BVerwG: Kein Anspruch auf staatliche Suizidhilfe durch Erlaubniserteilung zum Erwerb eines tödlich wirkenden Betäubungsmittels

von Dr. Jörn Patzak, veröffentlicht am 12.11.2023

Das OVG Münster hat am 2.2.2022 entschieden, dass es keinen Anspruch auf eine staatliche Suizidhilfe durch Erlaubniserteilung zum Erwerb eines tödlich wirkenden Betäubungsmittels gibt (s. meinen Blog-Beitrag vom 7.2.2022).

Es ging um die Frage, ob das Bundesinstitut für Arzneimittel und Medizinprodukte (BfArM) schwer erkrankten Personen eine Erlaubnis gem. § 3 Abs. 1 BtMG zum Erwerb von Natrium-Pentobarbital zum Zweck der Selbsttötung erteilen muss.

Das Bundesverwaltungsgericht (BVerwG) bestätigte nun die Entscheidung des OVG Münster (Urt. v. 7.11.2023 – 3 C 9.22). In der Pressemitteilung Nr. 81/2023 des BVerwG heißt es u.a.:

Das Bundesverwaltungsgericht hat die Revisionen der Kläger zurückgewiesen. Das Berufungsgericht hat im Einklang mit Bundesrecht entschieden, dass die beantragte Erlaubnis gemäß § 5 Abs. 1 Nr. 6 BtMG zu versagen ist. Der Erwerb von Natrium-Pentobarbital zur Selbsttötung ist grundsätzlich nicht mit dem Zweck des Gesetzes vereinbar, die notwendige medizinische Versorgung der Bevölkerung sicherzustellen. Medizinische Versorgung im Sinne der Vorschrift meint die Anwendung eines Betäubungsmittels zur Heilung oder Linderung von Krankheiten oder krankhaften Beschwerden. Eine solche therapeutische Zielrichtung hat die Beendigung des eigenen Lebens grundsätzlich nicht.

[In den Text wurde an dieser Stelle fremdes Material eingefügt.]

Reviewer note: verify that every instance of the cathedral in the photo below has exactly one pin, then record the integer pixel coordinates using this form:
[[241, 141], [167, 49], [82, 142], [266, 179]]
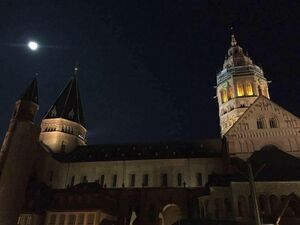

Schließlich ergibt sich ein Anspruch auf die beantragte Erwerbserlaubnis auch nicht ausnahmsweise unter dem Gesichtspunkt einer extremen Notlage im Sinne des Urteils des Bundesverwaltungsgerichts vom 2. März 2017 (BVerwG 3 C 19.15). Die Voraussetzungen einer solchen Notlage liegen bei den Klägern schon deshalb nicht vor, weil eine zumutbare Alternative zur Selbsttötung mit Natrium-Pentobarbital nach den verbindlichen Feststellungen des Oberverwaltungsgerichts auch für sie besteht. Sollte für einen der Kläger aufgrund seiner krankheitsbedingten Schluckbeschwerden nur ein intravenös anwendbares Arzneimittel in Betracht kommen, ergibt sich nichts Anderes. Das Oberverwaltungsgericht hat dargelegt, dass dieser vom Schultergürtel abwärts gelähmte Kläger das Mittel mithilfe eines Infusionsautomaten anwenden könnte, den er selbst steuert.

Zur erwähnten Entscheidung des BVerwG vom 2.3.2027 siehe den Beitrag von Kollegin Dr. Michaela Hermes mit dem Titel „Das BVerwG zur „schmerzlosen Selbsttötung“ – salomonische Lösung oder misslungene richterliche Rechtsfortbildung?“ vom 27.5.2017.